19 March 14
Discover what director Paul Greengrass has to say about the film industry today in this summary of his 2014 Film Lecture.
BAFTA-winning director Paul Greengrass delivered the annual David Lean Lecture on 18 March at BAFTA's Headquarters, 195 Piccadilly, where he discussed his first experiences of cinema, the failures that shaped his success and why young directors are in desperate need of UK filmmaking guilds.
Paul Greengrass opened the event by paying homage to David Lean, revealing how he was influenced by Lean from a young age and that one of his earliest experiences of cinema was going to see Doctor Zhivago with his father.
He then mused on how a love for cinema is born out childhood escapism and when reading about other director's lives, "this is the common factor."

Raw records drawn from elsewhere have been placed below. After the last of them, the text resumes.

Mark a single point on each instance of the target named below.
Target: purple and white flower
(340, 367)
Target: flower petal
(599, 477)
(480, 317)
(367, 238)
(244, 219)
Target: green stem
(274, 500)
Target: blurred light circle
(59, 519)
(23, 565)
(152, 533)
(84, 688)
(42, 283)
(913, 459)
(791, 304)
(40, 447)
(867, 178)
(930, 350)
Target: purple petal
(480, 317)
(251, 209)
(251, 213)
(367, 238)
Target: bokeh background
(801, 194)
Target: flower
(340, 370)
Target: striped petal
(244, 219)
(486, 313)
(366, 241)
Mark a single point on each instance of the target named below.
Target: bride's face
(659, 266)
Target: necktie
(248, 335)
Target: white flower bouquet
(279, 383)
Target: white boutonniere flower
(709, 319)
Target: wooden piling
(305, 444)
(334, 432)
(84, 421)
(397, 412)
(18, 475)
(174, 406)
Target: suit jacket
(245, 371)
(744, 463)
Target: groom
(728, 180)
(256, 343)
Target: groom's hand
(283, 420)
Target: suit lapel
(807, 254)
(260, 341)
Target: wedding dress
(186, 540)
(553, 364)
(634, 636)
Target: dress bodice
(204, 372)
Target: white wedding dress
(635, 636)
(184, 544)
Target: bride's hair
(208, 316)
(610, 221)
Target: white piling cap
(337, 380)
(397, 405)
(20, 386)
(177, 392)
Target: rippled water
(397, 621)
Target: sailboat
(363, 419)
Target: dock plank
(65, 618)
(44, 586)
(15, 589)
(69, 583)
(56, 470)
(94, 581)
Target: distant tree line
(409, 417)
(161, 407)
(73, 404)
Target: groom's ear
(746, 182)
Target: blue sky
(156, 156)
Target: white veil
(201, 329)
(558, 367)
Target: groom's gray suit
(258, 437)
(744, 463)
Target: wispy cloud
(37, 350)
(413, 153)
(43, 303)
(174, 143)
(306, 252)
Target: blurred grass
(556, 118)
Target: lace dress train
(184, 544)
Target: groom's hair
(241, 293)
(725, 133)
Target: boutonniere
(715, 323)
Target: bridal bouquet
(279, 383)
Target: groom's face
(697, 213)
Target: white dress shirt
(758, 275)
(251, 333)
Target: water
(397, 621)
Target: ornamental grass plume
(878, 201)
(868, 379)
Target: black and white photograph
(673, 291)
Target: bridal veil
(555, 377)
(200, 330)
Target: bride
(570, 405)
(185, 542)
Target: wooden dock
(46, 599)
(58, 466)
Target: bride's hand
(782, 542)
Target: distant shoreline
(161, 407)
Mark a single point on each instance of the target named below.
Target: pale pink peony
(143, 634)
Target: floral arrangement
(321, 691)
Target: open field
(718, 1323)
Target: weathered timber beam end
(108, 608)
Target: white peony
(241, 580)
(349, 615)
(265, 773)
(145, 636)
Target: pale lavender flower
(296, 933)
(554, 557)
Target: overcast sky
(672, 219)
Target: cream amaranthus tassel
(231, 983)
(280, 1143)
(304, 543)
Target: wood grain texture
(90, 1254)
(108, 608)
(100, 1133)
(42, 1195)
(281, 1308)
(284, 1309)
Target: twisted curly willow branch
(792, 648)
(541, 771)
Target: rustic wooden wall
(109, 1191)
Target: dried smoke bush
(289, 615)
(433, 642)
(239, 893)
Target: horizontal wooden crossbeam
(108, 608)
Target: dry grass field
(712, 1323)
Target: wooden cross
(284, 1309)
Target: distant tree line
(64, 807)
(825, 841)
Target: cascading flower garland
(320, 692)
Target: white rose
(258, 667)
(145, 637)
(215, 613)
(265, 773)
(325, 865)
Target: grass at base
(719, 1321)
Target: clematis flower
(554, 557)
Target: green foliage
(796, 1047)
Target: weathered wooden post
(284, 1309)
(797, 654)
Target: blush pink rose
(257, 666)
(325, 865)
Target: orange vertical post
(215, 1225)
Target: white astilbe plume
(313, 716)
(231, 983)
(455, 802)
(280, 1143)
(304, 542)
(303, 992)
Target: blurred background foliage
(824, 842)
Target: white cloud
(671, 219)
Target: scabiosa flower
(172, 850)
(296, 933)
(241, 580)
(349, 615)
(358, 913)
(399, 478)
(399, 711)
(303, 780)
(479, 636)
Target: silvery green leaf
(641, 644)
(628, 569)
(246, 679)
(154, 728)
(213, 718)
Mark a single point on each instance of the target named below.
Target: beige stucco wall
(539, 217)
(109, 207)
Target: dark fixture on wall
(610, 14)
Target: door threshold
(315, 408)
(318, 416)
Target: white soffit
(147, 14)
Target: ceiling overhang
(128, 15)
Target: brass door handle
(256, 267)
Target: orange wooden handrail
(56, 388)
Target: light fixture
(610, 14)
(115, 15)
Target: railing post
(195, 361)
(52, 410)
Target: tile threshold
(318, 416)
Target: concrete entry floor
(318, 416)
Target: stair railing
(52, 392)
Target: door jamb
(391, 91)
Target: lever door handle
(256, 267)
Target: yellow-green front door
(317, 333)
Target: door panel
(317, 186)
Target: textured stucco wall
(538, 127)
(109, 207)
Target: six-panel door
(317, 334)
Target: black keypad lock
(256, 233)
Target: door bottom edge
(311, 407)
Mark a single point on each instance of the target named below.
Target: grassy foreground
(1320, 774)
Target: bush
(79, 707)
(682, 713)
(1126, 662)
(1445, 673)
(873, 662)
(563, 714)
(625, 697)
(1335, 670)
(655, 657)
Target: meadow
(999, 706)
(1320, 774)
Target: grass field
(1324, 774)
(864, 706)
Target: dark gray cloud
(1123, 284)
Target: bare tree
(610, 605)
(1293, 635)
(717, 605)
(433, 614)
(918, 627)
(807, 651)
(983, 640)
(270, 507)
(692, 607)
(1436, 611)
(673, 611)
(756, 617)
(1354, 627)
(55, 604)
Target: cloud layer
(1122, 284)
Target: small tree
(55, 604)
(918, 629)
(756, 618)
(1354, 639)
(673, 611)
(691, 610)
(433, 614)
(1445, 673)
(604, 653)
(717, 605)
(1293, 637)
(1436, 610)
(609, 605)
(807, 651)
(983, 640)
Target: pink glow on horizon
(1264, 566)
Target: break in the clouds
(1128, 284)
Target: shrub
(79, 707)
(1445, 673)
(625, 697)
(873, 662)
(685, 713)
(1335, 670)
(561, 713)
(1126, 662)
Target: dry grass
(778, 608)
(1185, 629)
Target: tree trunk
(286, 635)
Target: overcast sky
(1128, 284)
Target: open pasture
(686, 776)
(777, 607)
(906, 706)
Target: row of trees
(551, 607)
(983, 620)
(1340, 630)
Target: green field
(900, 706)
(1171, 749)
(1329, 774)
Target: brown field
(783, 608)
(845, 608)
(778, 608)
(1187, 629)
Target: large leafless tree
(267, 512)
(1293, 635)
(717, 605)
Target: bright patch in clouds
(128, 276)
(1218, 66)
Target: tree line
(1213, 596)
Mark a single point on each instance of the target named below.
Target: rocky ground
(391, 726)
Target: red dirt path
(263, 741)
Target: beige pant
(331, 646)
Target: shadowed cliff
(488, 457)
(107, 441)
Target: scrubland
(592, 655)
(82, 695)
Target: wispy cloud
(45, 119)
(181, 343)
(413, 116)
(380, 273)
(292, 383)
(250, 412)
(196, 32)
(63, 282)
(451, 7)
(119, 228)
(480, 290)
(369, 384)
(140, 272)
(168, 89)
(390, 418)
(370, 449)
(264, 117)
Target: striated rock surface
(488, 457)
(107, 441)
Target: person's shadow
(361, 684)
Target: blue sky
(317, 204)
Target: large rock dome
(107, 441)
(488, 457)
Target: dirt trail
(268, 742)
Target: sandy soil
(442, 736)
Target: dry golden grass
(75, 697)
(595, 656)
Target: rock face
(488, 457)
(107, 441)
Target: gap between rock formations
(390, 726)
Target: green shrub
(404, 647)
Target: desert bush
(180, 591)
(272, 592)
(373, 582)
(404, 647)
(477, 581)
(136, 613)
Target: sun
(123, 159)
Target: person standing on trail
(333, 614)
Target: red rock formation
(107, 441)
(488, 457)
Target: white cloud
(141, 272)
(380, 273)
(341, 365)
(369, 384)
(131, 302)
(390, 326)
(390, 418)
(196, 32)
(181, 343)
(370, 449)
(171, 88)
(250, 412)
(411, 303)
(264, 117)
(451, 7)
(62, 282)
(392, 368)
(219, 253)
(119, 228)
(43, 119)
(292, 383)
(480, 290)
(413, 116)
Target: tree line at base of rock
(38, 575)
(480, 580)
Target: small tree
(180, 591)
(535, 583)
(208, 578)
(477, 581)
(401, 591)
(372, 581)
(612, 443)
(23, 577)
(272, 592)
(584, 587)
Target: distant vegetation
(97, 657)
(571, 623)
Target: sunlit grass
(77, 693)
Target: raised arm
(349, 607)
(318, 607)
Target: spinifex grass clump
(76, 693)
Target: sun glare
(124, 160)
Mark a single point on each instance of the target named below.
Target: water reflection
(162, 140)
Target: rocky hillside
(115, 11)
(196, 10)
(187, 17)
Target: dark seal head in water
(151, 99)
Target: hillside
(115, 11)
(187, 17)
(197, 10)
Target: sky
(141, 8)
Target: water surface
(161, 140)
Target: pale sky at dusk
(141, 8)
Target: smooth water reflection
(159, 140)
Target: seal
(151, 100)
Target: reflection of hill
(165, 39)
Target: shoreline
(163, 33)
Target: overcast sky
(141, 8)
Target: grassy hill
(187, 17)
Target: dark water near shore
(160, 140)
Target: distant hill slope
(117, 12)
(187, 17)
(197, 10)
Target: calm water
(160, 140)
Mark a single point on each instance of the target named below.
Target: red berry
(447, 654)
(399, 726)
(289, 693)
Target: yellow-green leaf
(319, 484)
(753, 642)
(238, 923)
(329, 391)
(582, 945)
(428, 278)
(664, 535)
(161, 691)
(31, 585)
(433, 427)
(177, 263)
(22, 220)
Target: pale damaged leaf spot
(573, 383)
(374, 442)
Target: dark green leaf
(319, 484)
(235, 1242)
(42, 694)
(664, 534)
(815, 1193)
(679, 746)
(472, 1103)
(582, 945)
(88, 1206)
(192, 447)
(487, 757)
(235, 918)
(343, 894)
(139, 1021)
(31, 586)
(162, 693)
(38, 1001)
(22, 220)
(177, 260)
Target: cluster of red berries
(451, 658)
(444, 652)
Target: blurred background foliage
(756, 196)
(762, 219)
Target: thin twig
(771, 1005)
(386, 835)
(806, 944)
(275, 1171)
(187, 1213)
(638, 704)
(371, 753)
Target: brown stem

The roots of making films lie in childhood loneliness.
Greengrass went on to discuss his early career, and how the poor choice to direct The Theory Of Flight was a turning point for him as a director. "I had no point of view on the material" and this led Greengrass to the conclusion that he needed to identify the film he wanted to make in order to succeed.
Offering advice for aspiring young directors, Greengrass added that "directing is a craft - it's not something you're born with, it's something you get better at with time." He claimed that young directors are not getting the same opportunities as those in the US due to the lack of filmmaking guilds that prove so valuable for those starting out across the pond.
You have to have something to say and you have to burn with an inner desire to say it.
Discussing his own experiences of Hollywood, Greengrass re-lived his anxiety when shooting The Bourne Supremacy in 2004. Greengrass remembered asking himself, "Would I recognise the films I made there?", having established himself in British cinema with Bloody Sunday in 2002 and honed his style for the small and big screen in the UK.
Greengrass then went into detail about the relationship between fact and dramatisation in many of his films. Greengrass said he is driven by authentic representation on screen, explaining that "if you get the right mix of professional actors and non-professional actors, something beautiful happens. Something without artifice." However, this advocation for the factual and fictional merge on screen, was not made without acknowledging that "reality is being turned into a commodity" and the audience should be wary of that.
In the end, I trust audiences to know the difference between the truth and a lie.
Throughout the talk, the director entertained the enthusiastic audience with anecdotes and tales from his 25 year long career as a director of TV and film.
During the Q&A, Greengrass told the audience the story behind the emotional and memorable scene in Captain Phillips, where Tom Hanks is sat in the medical room alongside a real life on-duty medical officer from the ship, who had no idea that she was to be part of filming that day. Greengrass claimed that the scene didn't work as they originally intended and that in the raw energy of this blind panic, a "rather beautiful and creative thing" was born.
Greengrass wrapped up the lecture by revealing that he would consider a move back to television, and offered his final words of wisdom to young directors in the audience who thanked him for his insight into filmmaking.
Greengrass has won four BAFTA Awards: one for Director (United 93), two for Single Drama (Omagh, The Murder Of Stephen Lawrence) and The Alan Clarke Award.
He has been nominated for a further six: two for Director (Captain Phillips, The Bourne Ultimatum), two for British Film (The Bourne Ultimatum, United 93) one for Original Screenplay (United 93)and one for Single Drama(Bloody Sunday).
His recognitions also include one Oscar nomination for United 93 and a Golden Globe nomination for Captain Phillips.
The Academy's annual David Lean Lecture is generously funded by The David Lean Foundation. Delivered by some of the world’s best and most compelling filmmakers, these lectures are designed to educate, inform and inspire practitioners by providing an insight into their work and creative achievements.
The lecture series also serves to carry on the legacy of the great director David Lean, one of the founders of the British Film Academy (as it was then known) in 1947 and a continuing inspiration to many through his exceptional body of work.